A parser reads text to discover structure and meaning. For example, a C language parser can read a C program and understand in a real sense everything that the program has to say.

Contrast this to a pattern matcher, such as regular-expression matching, which can find fragments of a program useful in editing but can't keep track of enough context to make sense of a whole program.

Exploratory parsing lets you divide string matches into those you expect and others. See this example developed step by step. post

We often use the unix grep utility to look through large files. By applying a regular-expression match to each line, grep is able to report just the lines of interest.

When we allow ourselves to grep repeatedly, driven by our curiosity, responding to each answer grep provides with another question, when we do this we are exploring. The internet is full of text that defies understanding in any sense with simple pattern matching. In response AboutUs built an environment for exploring the internet interactively, using parsers constructed on a whim, returning matches in within the context described by the explorer.
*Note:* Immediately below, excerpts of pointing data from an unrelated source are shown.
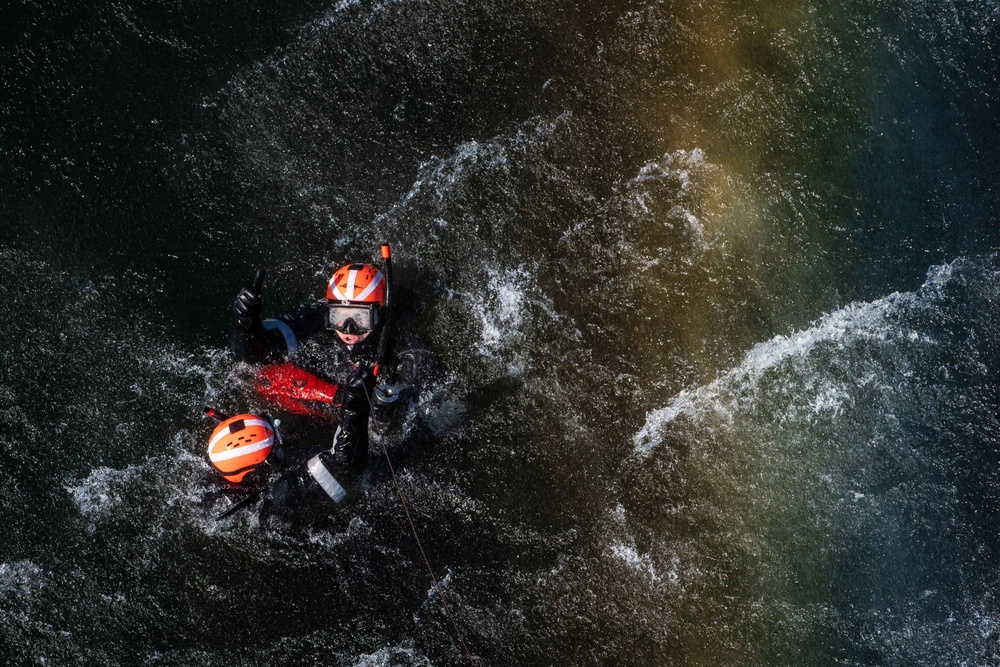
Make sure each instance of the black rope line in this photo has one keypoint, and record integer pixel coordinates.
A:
(416, 536)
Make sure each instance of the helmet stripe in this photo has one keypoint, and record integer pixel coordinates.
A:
(241, 451)
(246, 423)
(372, 286)
(351, 276)
(337, 294)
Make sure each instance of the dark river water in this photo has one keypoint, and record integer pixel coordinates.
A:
(714, 284)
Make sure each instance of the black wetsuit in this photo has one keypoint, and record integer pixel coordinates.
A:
(301, 338)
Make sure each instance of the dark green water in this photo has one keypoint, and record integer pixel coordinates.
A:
(715, 284)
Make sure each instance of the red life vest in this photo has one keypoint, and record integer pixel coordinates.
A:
(295, 390)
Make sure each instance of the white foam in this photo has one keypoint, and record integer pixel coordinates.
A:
(876, 321)
(20, 577)
(395, 655)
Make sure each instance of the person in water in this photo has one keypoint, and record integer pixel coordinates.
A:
(340, 341)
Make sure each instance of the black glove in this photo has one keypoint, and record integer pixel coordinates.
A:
(350, 444)
(358, 392)
(247, 305)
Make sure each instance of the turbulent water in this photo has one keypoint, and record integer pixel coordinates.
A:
(715, 285)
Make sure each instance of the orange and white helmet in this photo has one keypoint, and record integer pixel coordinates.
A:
(355, 296)
(240, 444)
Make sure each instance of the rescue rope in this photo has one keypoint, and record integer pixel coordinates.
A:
(413, 528)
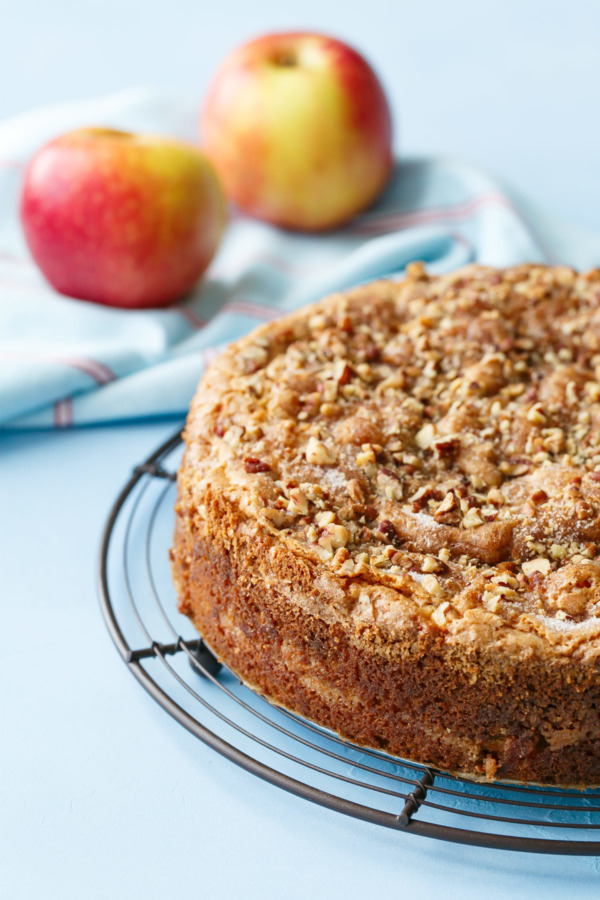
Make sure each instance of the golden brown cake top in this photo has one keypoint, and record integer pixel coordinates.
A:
(438, 437)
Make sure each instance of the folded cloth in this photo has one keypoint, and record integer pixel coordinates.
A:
(65, 362)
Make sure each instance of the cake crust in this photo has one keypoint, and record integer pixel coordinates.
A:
(388, 518)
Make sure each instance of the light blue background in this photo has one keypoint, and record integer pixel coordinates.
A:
(101, 794)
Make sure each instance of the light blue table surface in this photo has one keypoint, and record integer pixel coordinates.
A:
(101, 794)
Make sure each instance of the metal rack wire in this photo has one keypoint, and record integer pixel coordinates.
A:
(176, 668)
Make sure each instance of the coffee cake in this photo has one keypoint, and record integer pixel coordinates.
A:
(388, 518)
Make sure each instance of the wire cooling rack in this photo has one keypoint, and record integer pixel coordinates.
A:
(165, 654)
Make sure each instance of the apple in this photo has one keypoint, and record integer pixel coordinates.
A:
(299, 130)
(121, 219)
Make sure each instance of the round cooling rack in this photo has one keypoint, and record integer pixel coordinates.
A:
(164, 653)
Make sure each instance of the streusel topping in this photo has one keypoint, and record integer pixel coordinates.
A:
(440, 436)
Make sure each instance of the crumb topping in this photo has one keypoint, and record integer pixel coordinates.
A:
(440, 435)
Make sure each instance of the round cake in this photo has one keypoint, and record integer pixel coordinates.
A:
(388, 518)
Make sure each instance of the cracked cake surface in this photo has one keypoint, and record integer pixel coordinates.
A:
(429, 451)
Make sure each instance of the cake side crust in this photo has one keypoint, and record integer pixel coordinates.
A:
(418, 699)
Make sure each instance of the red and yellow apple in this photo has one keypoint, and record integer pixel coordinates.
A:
(299, 130)
(122, 219)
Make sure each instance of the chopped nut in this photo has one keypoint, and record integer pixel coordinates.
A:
(298, 502)
(536, 416)
(325, 518)
(253, 465)
(491, 601)
(496, 497)
(318, 454)
(448, 506)
(432, 585)
(424, 437)
(366, 457)
(472, 519)
(541, 565)
(355, 491)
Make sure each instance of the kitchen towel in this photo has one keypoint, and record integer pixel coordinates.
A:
(66, 362)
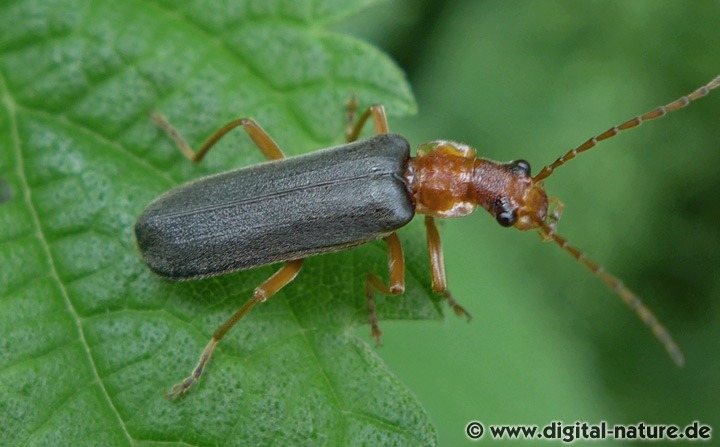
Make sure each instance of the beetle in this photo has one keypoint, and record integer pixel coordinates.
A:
(288, 209)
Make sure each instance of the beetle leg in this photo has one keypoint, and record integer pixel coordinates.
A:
(396, 265)
(261, 139)
(270, 287)
(353, 128)
(437, 267)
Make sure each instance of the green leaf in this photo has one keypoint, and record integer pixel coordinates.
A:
(89, 338)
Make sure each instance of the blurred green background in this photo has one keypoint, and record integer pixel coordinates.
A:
(549, 341)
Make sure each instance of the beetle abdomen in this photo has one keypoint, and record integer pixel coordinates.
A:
(278, 211)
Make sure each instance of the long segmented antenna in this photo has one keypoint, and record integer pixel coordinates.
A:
(655, 113)
(627, 295)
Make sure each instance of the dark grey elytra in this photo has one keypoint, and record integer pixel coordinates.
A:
(281, 210)
(337, 198)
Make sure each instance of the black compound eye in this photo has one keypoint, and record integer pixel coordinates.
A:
(506, 218)
(504, 215)
(520, 166)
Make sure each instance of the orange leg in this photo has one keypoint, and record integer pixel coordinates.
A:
(353, 127)
(262, 140)
(396, 265)
(262, 293)
(437, 267)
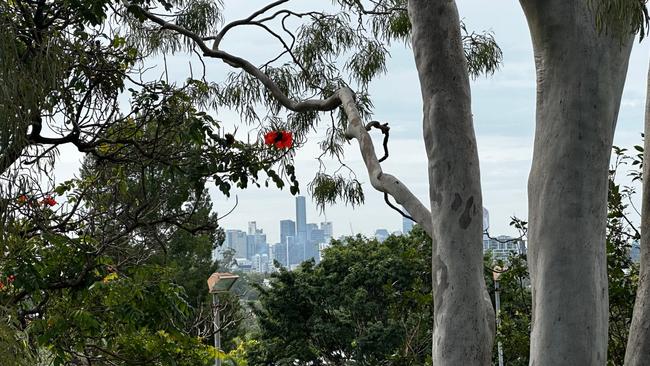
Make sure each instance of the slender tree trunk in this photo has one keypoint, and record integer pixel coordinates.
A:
(580, 77)
(463, 331)
(637, 352)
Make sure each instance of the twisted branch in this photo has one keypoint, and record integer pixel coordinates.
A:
(344, 98)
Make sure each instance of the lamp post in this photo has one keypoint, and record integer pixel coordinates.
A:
(219, 282)
(496, 273)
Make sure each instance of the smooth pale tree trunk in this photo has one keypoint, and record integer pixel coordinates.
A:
(463, 331)
(637, 352)
(580, 77)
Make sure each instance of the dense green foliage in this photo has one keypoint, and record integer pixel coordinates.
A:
(365, 303)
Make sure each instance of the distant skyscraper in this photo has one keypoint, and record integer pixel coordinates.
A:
(301, 219)
(486, 226)
(381, 234)
(328, 230)
(252, 228)
(287, 228)
(486, 219)
(407, 225)
(237, 240)
(635, 252)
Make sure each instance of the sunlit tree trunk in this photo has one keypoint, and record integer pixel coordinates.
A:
(580, 77)
(638, 345)
(463, 331)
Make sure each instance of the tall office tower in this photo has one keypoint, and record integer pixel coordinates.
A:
(252, 228)
(287, 228)
(301, 220)
(486, 226)
(486, 219)
(237, 240)
(407, 225)
(381, 235)
(279, 253)
(328, 230)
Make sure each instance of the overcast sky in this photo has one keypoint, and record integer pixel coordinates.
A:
(503, 107)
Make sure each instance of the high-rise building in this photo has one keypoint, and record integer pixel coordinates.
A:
(328, 230)
(407, 225)
(486, 226)
(381, 235)
(502, 246)
(252, 228)
(635, 251)
(237, 240)
(287, 228)
(301, 219)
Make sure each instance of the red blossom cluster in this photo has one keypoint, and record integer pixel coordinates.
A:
(47, 200)
(279, 139)
(10, 279)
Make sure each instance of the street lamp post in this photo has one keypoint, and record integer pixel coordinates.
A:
(219, 282)
(497, 301)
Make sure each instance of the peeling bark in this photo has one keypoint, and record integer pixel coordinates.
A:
(463, 315)
(637, 352)
(580, 77)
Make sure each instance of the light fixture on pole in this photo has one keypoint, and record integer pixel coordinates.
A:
(496, 273)
(219, 282)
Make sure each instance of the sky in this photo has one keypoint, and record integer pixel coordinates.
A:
(504, 113)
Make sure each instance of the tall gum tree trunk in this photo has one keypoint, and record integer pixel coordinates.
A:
(463, 331)
(580, 77)
(637, 352)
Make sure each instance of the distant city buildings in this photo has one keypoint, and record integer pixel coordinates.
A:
(300, 240)
(635, 251)
(381, 235)
(407, 225)
(502, 246)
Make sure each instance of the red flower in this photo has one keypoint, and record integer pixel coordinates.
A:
(270, 137)
(281, 139)
(48, 200)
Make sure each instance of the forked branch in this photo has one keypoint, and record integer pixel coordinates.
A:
(343, 97)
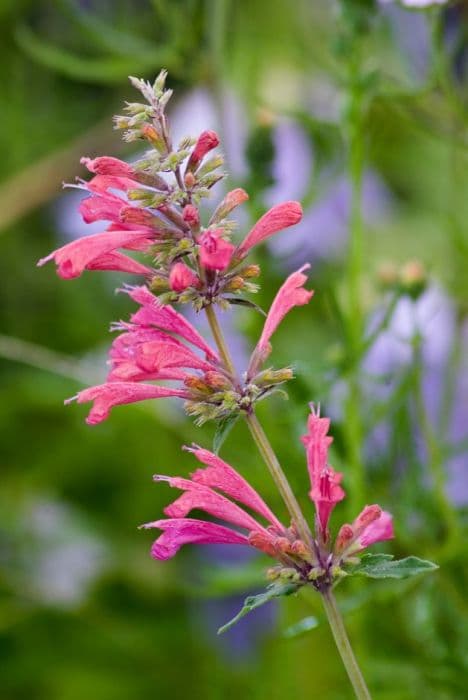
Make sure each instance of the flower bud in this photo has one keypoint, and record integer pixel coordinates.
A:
(250, 271)
(191, 216)
(181, 277)
(235, 283)
(205, 143)
(215, 252)
(217, 381)
(190, 180)
(231, 200)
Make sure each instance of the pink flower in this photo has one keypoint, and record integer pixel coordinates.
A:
(326, 491)
(106, 396)
(91, 253)
(154, 314)
(106, 165)
(181, 277)
(290, 294)
(232, 200)
(205, 143)
(277, 218)
(199, 494)
(191, 216)
(215, 252)
(372, 525)
(221, 492)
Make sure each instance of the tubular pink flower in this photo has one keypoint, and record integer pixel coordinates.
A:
(107, 165)
(75, 257)
(120, 263)
(377, 530)
(290, 294)
(222, 476)
(232, 200)
(204, 498)
(101, 208)
(106, 396)
(181, 277)
(277, 218)
(205, 143)
(164, 317)
(326, 491)
(180, 531)
(215, 252)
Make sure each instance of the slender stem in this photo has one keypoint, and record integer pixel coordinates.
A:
(344, 646)
(261, 439)
(219, 339)
(278, 475)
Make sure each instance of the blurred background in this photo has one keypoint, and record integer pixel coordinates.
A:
(359, 110)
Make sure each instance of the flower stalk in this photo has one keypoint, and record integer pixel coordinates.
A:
(344, 647)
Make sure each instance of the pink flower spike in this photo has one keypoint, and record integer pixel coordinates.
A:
(180, 531)
(377, 530)
(200, 497)
(181, 277)
(222, 476)
(215, 252)
(106, 165)
(316, 443)
(165, 317)
(205, 143)
(75, 257)
(290, 294)
(106, 396)
(277, 218)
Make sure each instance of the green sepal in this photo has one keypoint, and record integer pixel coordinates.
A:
(385, 566)
(223, 429)
(275, 590)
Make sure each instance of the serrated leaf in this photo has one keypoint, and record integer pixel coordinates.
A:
(255, 601)
(223, 429)
(384, 566)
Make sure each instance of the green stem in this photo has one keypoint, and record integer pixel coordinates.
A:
(344, 646)
(355, 324)
(261, 439)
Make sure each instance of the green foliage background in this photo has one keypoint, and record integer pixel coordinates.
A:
(140, 628)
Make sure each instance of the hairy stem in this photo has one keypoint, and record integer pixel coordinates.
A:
(261, 439)
(344, 646)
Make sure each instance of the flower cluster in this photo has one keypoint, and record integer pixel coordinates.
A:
(215, 489)
(160, 344)
(152, 207)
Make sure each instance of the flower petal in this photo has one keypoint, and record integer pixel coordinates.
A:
(180, 531)
(222, 476)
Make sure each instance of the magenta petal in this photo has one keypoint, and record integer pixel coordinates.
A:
(106, 396)
(222, 476)
(377, 531)
(72, 259)
(180, 531)
(277, 218)
(290, 294)
(203, 498)
(153, 313)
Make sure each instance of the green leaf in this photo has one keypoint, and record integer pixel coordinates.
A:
(246, 302)
(96, 69)
(305, 625)
(384, 566)
(255, 601)
(223, 429)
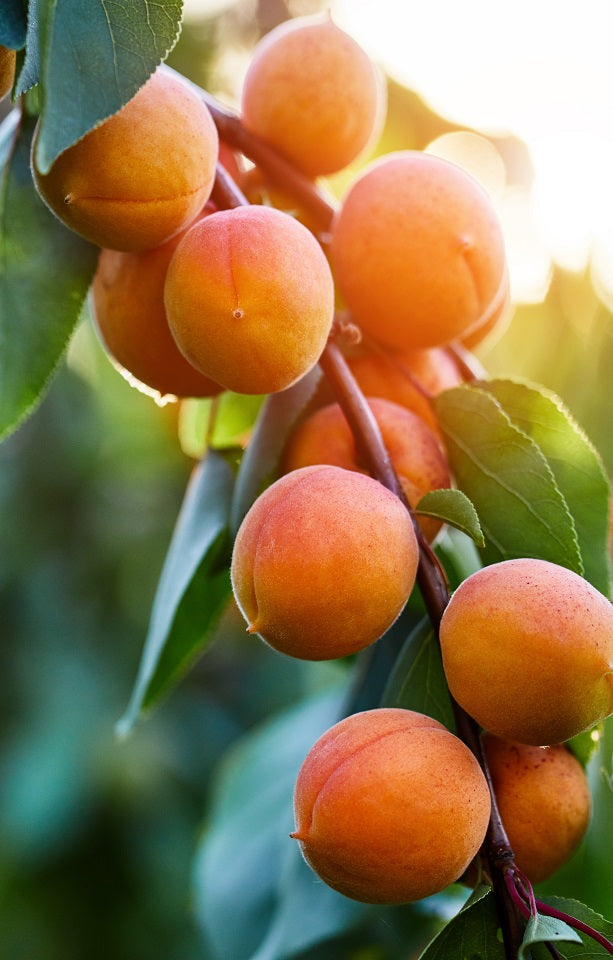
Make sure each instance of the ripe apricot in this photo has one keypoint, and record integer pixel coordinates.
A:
(313, 93)
(325, 437)
(528, 651)
(142, 175)
(544, 802)
(418, 251)
(323, 563)
(8, 59)
(408, 378)
(128, 299)
(250, 299)
(390, 807)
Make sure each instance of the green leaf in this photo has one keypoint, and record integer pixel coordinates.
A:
(506, 476)
(585, 948)
(234, 415)
(13, 24)
(193, 588)
(45, 271)
(574, 462)
(472, 935)
(256, 898)
(453, 507)
(417, 681)
(540, 929)
(261, 460)
(95, 57)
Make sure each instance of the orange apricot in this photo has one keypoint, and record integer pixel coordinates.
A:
(527, 649)
(250, 299)
(408, 378)
(544, 802)
(313, 93)
(418, 252)
(142, 175)
(8, 59)
(390, 806)
(325, 437)
(323, 563)
(128, 300)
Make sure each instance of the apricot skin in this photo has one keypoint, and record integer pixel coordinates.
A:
(323, 563)
(250, 299)
(128, 297)
(418, 252)
(544, 801)
(312, 93)
(528, 651)
(8, 60)
(390, 807)
(142, 175)
(325, 437)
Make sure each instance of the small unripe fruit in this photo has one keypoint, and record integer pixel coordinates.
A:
(324, 563)
(544, 802)
(527, 650)
(418, 252)
(421, 466)
(128, 297)
(312, 92)
(390, 807)
(250, 299)
(142, 175)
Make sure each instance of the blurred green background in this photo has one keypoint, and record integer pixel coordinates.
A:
(98, 835)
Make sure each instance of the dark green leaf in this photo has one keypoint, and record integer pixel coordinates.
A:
(45, 271)
(575, 464)
(541, 929)
(261, 460)
(417, 681)
(506, 476)
(13, 24)
(586, 949)
(96, 56)
(472, 935)
(255, 896)
(193, 588)
(453, 507)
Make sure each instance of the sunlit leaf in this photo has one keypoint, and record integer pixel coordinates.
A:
(96, 56)
(261, 460)
(574, 462)
(193, 588)
(417, 681)
(453, 507)
(506, 476)
(45, 271)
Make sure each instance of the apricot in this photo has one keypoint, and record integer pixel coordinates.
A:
(142, 175)
(325, 437)
(128, 299)
(250, 299)
(418, 252)
(8, 59)
(544, 802)
(408, 378)
(313, 94)
(323, 563)
(528, 651)
(390, 806)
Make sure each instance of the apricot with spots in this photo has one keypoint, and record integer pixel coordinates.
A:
(527, 649)
(324, 563)
(250, 299)
(390, 807)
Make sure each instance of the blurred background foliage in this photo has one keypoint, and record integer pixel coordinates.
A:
(99, 835)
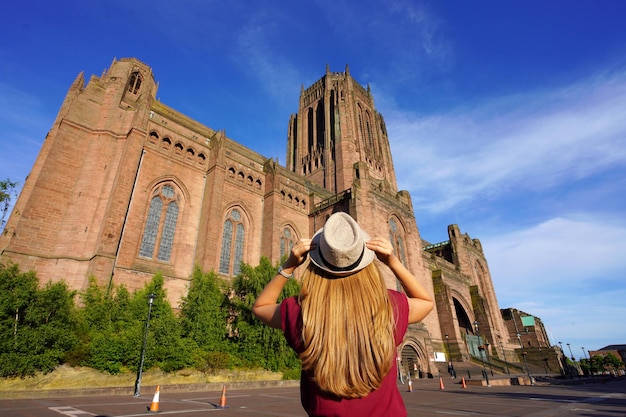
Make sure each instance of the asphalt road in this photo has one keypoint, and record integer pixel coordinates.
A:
(595, 398)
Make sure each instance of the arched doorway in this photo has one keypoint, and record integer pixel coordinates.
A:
(414, 362)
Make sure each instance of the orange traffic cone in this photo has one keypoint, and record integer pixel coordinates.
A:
(223, 398)
(154, 406)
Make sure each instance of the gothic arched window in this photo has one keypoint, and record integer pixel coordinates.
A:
(135, 82)
(397, 240)
(287, 240)
(160, 228)
(233, 238)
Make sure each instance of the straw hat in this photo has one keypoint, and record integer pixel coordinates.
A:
(339, 246)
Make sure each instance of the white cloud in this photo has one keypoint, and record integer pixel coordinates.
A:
(533, 141)
(577, 252)
(567, 271)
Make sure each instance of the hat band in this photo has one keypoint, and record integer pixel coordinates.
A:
(342, 268)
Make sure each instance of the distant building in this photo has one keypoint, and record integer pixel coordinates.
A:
(125, 187)
(618, 350)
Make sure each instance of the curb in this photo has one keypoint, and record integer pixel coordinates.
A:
(129, 391)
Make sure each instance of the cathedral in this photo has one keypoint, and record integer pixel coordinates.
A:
(125, 187)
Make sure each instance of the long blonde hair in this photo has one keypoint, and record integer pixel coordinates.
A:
(348, 331)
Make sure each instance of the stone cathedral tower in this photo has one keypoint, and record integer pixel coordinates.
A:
(126, 187)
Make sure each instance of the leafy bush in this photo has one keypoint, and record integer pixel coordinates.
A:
(41, 328)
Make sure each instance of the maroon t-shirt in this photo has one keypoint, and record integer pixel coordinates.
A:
(385, 401)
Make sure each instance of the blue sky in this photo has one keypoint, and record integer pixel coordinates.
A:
(507, 118)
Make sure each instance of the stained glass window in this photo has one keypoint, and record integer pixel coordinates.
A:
(395, 236)
(167, 239)
(160, 225)
(287, 240)
(227, 237)
(233, 242)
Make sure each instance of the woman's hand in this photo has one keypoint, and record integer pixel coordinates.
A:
(382, 247)
(298, 254)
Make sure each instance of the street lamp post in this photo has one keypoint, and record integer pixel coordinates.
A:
(151, 298)
(506, 363)
(481, 348)
(488, 360)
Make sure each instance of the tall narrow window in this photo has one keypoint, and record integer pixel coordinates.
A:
(233, 240)
(135, 83)
(395, 236)
(160, 225)
(287, 240)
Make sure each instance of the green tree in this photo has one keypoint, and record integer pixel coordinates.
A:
(38, 326)
(116, 321)
(8, 190)
(611, 362)
(204, 312)
(256, 343)
(110, 330)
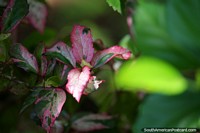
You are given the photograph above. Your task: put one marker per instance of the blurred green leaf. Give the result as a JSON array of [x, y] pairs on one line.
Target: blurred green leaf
[[23, 58], [154, 39], [169, 111], [4, 36], [151, 75], [183, 18], [54, 81], [90, 122], [14, 13], [3, 53], [115, 4], [35, 38]]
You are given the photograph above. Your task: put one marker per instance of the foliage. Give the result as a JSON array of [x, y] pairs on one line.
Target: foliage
[[70, 79]]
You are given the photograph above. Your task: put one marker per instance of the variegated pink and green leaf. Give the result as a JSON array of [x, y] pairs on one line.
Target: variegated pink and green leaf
[[62, 52], [102, 57], [82, 43]]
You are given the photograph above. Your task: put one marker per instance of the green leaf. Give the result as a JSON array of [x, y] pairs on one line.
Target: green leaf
[[183, 19], [3, 53], [48, 107], [54, 81], [23, 58], [89, 122], [103, 60], [169, 111], [30, 100], [4, 36], [151, 75], [115, 4], [154, 38], [14, 13], [62, 52]]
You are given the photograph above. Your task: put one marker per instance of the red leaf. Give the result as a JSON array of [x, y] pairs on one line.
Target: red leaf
[[23, 58], [82, 43], [91, 122], [44, 65], [37, 15], [62, 52], [102, 57], [77, 82]]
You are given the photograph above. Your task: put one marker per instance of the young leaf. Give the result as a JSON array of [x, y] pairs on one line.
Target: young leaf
[[115, 4], [102, 57], [62, 52], [77, 82], [16, 10], [23, 58], [37, 15], [82, 43], [91, 122], [49, 106]]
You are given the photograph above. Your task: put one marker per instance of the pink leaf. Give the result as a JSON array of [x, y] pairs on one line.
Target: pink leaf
[[37, 15], [44, 66], [23, 58], [92, 85], [91, 122], [77, 82], [82, 43], [102, 57], [62, 52]]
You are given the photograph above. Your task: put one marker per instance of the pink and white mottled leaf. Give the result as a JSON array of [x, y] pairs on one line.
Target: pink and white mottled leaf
[[48, 106], [62, 52], [77, 82], [82, 43], [23, 58], [92, 85], [91, 122], [15, 11], [102, 57], [37, 15]]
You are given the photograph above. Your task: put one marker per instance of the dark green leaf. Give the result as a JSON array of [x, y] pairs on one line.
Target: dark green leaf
[[30, 99], [103, 60], [14, 13], [3, 53], [23, 58], [91, 122], [54, 81], [115, 4], [169, 111], [48, 106], [153, 36], [62, 52]]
Get the Exploratory Parser

We've been using a tool made out of two parts, both of them available to other programmers under AboutUs on GitHub. One is our fork of Ian Piumarta's peg/leg parser generator. The other is our parsing experiment management system.

The parser generator is written in C and could be rough going for programmers who haven't studied compilers at some point in their lives. We've only modified peg/leg as we found our unusual approach to parsing was not anticipated by Ian. Ian provides documentation on his website.

The experiment manager is a web application written in Ruby to run under Mac or Unix. We run it on our laptops and in Amazon's EC2 cloud. We've described how we install it in our GitHub ReadMe. Your Mileage May Vary.

Thinking Different

We think we've opened up a whole new way to use technology. This can happen when one takes some assumed requirement and reverse it.

Parser generators have traditionally been used to describe exactly what should be written and anything else is a "syntax error". Wiki allows writers to write what they think makes sense.

With exploratory parsing we now have a way for the parser writer to discover what has been written after the fact. This inversion of control mirrors the original thinking behind wiki.

Let those who know write as they see fit. Trust people to be regular enough to create lasting value. Use the power of our modern computers and networks to organize that value.